Un procès-verbal d'estimation des biens de Jean-Baptiste de Montesson, mort
en 1769, dressé le 26 juillet 1771, donne la description de la maison
seigneuriale de Montesson en ces termes: "deux corps de bâtiments au bout
l'un de l'autre distribués d'une salle avec cheminée, un cellier ensuite, la
cuisine à côté, deux chambres sur le tout, grenier dessus; un porche au
devant de la salle, deux petites chambres dessus, un petit escalier au
derrière de la salle, une tour au devant de la cuisine où est l'escalier, un
toit à porcs à côté de la dite tour la chapelle, le portail d'entrée en la
cour sur lequel il ÿ a un dôme, deux tours aux deux côtés, le pont au
devant. Sous le dôme sont deux chambres dont la dernière lambrissée; une
petite salle à droite en entrant, chambre dessus, un cabinet à côté dans une
des dites tours, une petite chambre au-dessus où sont les archives, une
autre petite chambre au-dessus, de l'autre côté à main gauche en entrant
sont deux salles ou chambres de présent avec cheminée, deux cabinets à côté;
deux chambres lambrissées dessus, deux cabinets à côté, deux écuries
ensuite, une sellerie entre deux, greniers dessus, en retour d'équerre en
face des premiers bâtiments est un autre bâtiment distribué d'une
boulangerie, deux caves dans l'une desquelles il y a une cheminée, trois
chambres sur le tout, greniers dessus; la cour enclose de murs et entourée
de fossés, le tout flanqué de trois tours et un pavillon, deux desquelles
tours servirent autrefois de fuye.

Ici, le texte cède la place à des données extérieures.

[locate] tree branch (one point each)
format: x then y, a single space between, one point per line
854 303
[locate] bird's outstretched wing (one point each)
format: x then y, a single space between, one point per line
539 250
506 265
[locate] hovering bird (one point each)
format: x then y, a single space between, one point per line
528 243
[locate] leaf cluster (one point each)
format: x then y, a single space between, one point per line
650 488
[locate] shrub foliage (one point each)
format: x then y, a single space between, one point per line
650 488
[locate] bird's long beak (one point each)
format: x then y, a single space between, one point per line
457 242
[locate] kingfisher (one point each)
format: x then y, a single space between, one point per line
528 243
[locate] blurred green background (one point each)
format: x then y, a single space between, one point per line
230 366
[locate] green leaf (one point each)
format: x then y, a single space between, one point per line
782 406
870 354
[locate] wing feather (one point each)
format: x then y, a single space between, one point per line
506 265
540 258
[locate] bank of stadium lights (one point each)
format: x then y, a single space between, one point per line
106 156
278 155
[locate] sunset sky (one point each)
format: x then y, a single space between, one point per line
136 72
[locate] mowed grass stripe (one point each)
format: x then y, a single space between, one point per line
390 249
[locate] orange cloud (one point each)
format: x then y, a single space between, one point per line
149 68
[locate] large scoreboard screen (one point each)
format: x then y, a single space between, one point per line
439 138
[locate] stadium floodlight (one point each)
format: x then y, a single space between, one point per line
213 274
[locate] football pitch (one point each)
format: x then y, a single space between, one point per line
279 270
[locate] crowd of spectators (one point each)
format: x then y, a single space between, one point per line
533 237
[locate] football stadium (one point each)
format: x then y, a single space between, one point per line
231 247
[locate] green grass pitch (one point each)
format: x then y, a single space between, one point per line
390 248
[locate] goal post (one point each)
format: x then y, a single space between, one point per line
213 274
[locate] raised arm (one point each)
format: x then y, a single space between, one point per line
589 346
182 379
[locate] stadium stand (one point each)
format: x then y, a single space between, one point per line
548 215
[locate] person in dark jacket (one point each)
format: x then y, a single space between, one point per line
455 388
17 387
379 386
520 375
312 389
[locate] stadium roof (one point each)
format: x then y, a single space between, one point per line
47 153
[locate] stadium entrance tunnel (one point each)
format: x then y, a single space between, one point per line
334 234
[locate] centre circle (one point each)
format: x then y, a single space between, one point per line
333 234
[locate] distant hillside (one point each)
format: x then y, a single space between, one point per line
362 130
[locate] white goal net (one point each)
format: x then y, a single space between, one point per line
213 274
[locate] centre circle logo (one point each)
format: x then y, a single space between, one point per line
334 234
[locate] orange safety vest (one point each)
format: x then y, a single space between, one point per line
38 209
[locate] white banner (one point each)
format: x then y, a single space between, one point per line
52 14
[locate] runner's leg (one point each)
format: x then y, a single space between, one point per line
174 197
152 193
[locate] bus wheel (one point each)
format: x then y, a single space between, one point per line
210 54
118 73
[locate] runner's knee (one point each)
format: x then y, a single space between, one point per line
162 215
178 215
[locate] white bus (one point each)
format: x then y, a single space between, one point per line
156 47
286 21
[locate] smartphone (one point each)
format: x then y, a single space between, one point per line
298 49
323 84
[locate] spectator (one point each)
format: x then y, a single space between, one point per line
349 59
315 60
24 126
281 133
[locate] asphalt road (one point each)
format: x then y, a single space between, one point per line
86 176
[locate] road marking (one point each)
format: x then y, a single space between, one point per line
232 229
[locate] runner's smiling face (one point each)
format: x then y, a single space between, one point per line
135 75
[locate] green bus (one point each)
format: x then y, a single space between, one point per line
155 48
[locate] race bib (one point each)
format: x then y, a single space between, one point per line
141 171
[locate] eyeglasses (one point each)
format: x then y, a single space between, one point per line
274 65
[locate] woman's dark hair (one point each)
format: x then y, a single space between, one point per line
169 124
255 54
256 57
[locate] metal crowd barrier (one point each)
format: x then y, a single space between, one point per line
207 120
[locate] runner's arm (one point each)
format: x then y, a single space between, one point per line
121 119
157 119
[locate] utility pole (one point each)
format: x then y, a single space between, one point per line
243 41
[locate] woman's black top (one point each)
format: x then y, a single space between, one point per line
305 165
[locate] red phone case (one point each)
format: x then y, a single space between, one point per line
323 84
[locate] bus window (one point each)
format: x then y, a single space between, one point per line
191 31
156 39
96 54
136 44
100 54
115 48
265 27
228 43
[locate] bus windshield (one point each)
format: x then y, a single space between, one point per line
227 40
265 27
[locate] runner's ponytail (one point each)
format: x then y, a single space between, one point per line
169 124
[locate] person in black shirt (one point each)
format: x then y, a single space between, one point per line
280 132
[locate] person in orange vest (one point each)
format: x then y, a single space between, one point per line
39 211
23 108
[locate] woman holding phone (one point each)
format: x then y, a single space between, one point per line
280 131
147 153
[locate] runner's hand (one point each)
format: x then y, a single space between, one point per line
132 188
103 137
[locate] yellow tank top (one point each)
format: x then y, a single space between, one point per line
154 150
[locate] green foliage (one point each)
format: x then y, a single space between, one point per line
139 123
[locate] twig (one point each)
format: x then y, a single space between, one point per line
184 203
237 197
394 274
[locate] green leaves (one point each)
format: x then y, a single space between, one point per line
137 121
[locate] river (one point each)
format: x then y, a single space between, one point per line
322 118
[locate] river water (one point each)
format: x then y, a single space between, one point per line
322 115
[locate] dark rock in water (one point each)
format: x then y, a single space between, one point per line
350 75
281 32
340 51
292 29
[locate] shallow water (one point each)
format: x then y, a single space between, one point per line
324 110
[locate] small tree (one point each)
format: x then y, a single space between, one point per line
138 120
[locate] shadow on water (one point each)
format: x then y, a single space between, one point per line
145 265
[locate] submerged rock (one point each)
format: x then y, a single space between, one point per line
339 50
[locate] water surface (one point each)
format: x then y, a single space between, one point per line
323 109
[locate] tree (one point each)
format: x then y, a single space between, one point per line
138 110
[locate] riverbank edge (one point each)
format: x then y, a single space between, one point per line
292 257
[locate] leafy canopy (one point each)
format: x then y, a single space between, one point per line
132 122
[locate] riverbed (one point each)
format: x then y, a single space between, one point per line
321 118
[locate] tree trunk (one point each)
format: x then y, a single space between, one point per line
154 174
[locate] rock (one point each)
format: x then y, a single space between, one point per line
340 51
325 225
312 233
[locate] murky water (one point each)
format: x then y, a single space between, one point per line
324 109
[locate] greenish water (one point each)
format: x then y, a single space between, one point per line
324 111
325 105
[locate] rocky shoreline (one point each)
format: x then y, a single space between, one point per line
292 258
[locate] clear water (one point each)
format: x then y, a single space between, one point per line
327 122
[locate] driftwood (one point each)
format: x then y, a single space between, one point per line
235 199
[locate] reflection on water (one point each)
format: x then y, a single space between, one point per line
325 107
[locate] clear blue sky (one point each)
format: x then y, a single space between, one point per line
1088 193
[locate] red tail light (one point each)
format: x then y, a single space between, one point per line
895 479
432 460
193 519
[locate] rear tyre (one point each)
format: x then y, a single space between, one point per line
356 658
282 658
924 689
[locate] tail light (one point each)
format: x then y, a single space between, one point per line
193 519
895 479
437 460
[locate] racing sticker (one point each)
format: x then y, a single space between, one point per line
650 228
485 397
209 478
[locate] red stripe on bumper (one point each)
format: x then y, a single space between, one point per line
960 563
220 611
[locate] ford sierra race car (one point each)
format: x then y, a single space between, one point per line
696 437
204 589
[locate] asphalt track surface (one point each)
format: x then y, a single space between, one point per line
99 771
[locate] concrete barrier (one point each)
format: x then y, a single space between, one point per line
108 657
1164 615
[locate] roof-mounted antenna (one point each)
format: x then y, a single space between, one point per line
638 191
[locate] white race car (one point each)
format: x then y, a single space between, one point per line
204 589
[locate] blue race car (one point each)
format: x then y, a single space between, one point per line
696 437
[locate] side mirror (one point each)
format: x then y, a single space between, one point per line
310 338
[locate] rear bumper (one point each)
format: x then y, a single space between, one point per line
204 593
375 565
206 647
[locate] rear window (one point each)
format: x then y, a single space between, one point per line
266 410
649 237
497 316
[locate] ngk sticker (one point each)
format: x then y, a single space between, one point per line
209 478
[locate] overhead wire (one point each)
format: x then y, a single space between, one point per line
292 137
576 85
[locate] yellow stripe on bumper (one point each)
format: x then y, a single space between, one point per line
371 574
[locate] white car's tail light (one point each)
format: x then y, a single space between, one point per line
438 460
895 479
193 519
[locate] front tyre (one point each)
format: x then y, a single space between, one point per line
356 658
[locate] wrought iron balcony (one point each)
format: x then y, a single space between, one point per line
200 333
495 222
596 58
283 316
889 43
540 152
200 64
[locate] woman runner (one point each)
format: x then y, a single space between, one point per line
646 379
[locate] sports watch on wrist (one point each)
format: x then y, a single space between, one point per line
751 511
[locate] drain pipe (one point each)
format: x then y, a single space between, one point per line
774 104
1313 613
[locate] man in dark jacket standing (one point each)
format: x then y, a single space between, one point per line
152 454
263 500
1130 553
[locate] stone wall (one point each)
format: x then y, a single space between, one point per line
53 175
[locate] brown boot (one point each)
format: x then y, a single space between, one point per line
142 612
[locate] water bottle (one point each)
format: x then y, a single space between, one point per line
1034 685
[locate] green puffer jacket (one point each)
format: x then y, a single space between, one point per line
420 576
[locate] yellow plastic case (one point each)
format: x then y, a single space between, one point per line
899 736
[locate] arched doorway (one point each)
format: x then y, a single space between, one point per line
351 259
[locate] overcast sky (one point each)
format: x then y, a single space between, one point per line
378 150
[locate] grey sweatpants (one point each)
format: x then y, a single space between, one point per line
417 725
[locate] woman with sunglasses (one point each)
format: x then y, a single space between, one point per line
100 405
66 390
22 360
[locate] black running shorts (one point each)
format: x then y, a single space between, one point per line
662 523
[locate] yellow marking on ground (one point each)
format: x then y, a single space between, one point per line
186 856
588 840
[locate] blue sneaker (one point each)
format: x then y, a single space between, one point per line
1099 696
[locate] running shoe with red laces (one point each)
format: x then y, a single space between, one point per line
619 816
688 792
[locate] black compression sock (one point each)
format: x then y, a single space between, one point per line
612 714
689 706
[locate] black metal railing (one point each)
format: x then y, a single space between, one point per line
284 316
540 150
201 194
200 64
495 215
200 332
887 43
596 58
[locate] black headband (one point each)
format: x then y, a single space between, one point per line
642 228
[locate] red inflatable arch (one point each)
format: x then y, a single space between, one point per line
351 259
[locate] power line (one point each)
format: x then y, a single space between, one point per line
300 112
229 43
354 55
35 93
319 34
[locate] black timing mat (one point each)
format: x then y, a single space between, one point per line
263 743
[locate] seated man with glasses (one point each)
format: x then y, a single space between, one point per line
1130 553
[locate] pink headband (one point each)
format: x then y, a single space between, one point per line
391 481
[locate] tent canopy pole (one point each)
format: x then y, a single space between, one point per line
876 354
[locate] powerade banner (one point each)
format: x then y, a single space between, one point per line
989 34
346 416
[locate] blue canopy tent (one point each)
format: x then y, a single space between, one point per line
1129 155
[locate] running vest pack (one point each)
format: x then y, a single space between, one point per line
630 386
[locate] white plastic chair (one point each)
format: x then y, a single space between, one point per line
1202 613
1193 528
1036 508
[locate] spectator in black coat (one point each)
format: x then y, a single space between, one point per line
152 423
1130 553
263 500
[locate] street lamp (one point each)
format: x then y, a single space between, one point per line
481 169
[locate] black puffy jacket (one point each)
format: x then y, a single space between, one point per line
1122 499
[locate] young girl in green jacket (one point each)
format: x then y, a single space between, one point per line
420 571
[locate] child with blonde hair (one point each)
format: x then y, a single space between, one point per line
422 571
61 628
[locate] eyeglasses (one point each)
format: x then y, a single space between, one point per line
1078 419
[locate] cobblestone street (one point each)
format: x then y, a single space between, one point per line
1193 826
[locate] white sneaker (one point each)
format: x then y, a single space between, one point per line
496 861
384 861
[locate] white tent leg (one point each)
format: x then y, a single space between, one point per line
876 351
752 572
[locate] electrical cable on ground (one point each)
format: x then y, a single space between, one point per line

Le jardin du château contenant environ un
Journal, au haut de la cour le fossé entre deux, le dit jardin en partie
entouré du dit fossé et autres fossés avec un réservoir au milieu d'iceluy".
Après que ce château soit devenu le siège d'un marquisat, en 1660, en faveur
de Charles de Montesson, il sera délaissé au profit de La Roche-Pichemer
C'est alors qu'il devient principalement une exploitation agricole.
Aujourd'hui ce château, sous l'impulsion de ses nouveaux propriétaires, M.
et Mme Mithouard, fait l'objet d'importants travaux de restauration. (1)
Éléments protégés MH : les façades et les toitures du logis du XVIIe siècle
; les murs de soutènement de la plate forme et les tours arasées, les douves
protégeant le jardin avec les ponts de pierre, l'assiette archéologique de
la plate-forme fortifiée ainsi que la charmille à l'extérieur des douves :
inscription par arrêté du 3 juin 1996.
château de
Montesson 53160 Bais, propriété privée, ne se visite pas. Visites libres des
jardins pour les journées du patrimoine.